Tulip — $1.3 billion: This platform helps factories monitor their operations using data and insights. It last raised a $120 million Series D and has raised more than $270 million in funding to date. Investors include Insight Partners, New Enterprise Associates, and Vertex Ventures US, according to PitchBook.
Preply — $1.2 billion: This language learning platform last raised a $150 million Series D at a $1.2 billion valuation, led by WestCap. The company has raised nearly $300 million to date, with investors including Owl Ventures and Full-In Partners.
Upscale AI — $1 billion: This AI infrastructure company last raised a $200 million Series A, giving it a $1 billion valuation.
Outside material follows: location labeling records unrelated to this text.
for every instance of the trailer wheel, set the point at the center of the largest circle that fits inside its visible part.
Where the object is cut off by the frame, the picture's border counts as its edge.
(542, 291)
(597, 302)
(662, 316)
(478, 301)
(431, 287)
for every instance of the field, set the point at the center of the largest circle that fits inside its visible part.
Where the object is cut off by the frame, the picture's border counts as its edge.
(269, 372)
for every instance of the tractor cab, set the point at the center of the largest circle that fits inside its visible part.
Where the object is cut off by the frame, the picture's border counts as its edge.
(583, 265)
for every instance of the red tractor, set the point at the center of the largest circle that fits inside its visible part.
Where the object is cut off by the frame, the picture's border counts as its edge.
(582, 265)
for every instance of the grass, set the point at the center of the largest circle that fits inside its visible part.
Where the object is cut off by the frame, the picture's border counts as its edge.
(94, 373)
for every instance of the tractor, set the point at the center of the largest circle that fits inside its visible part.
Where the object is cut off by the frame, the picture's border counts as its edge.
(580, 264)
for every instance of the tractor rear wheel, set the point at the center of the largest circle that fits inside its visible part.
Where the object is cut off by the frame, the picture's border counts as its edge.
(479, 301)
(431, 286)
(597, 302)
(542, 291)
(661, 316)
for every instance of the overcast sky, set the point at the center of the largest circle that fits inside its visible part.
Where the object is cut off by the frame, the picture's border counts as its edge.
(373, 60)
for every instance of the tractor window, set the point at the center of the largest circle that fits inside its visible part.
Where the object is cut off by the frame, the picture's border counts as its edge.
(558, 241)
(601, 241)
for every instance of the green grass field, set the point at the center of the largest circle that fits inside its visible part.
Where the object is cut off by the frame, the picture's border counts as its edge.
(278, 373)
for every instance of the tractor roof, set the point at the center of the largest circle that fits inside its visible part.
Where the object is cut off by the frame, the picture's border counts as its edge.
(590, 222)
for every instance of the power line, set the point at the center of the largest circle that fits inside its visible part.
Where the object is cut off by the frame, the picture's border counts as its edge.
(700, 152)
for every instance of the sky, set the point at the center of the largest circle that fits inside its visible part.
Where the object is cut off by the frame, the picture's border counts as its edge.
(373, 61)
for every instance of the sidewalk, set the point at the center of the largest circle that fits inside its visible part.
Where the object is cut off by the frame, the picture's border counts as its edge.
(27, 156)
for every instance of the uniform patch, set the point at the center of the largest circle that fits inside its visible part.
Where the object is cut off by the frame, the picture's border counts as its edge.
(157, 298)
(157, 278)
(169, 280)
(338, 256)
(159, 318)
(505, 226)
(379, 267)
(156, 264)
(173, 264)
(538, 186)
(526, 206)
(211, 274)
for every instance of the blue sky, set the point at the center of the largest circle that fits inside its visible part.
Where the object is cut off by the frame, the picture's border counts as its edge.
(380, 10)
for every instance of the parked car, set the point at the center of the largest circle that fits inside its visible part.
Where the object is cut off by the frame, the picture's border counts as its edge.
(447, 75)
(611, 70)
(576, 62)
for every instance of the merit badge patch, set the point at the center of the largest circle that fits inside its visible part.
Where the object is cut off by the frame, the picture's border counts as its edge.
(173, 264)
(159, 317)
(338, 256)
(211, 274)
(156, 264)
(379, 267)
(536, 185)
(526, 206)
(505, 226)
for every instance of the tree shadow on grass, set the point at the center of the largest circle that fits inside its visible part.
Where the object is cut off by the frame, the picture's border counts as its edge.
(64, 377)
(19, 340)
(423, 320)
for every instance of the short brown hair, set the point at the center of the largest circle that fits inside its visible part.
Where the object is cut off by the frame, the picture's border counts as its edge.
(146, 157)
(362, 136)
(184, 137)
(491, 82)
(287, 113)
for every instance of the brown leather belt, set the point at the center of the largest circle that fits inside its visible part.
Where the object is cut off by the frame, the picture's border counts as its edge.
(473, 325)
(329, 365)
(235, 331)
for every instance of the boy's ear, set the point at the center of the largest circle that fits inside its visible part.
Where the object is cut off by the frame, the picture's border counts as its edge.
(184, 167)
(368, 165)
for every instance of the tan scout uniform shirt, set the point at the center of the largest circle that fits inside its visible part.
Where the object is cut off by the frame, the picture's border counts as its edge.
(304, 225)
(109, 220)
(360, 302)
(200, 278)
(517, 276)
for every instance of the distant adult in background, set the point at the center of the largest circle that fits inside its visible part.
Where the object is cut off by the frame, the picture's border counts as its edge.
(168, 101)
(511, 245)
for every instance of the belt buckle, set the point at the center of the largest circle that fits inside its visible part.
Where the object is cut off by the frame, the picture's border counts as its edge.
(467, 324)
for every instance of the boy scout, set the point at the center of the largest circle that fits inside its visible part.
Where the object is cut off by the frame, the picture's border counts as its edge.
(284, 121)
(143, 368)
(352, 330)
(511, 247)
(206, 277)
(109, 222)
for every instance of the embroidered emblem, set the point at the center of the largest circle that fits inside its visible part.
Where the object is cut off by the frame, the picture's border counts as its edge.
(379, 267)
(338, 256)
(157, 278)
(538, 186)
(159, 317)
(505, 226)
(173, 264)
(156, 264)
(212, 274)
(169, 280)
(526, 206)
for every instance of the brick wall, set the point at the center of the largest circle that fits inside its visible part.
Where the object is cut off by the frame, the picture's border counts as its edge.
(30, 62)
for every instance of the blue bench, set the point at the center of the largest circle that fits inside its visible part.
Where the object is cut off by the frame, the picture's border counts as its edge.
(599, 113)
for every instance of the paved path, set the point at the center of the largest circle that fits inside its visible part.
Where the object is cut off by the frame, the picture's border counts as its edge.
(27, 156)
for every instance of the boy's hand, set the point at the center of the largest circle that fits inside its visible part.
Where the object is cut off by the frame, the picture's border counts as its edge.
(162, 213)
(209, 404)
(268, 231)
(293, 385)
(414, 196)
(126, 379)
It was founded in 2025 and has raised $300 million in funding to date from investors like Tiger Global Management and Xora Innovation, according to PitchBook.
GlossGenius — $1.1 billion: This software helps enterprises handle appointments. It was founded in 2015 and last raised a $44 million Series D, giving it a $1.1 billion valuation. It has raised around $115 million in funding to date from investors, including Bessemer Venture Partners and Imaginary Ventures, according to PitchBook.
Recursive Intelligence — $4 billion: This AI-powered chip design startup, founded in 2025, last raised a $300 million Series A, giving it a $4 billion valuation. It has raised around $335 million in funding to date, from investors like Lightspeed Venture Partners and Sequoia Capital, according to PitchBook.
Varda — $1.6 billion: This company mines raw materials from space for product use on Earth. It last raised a $250 million Series D, giving it a $1.6 billion valuation. It has raised more than $570 million in funding to date from investors like Founders Fund, Khosla Ventures, and Lux Capital, according to PitchBook.
PaleBlueDot AI — $1 billion: Founded in 2013, this company helps developers manage GPU computing by using AI agents and automation. It last raised a $150 million Series B, giving it a $1 billion valuation. It has raised $160 million in funding to date from investors like B Capital Group and Sky Arc Capital, according to PitchBook.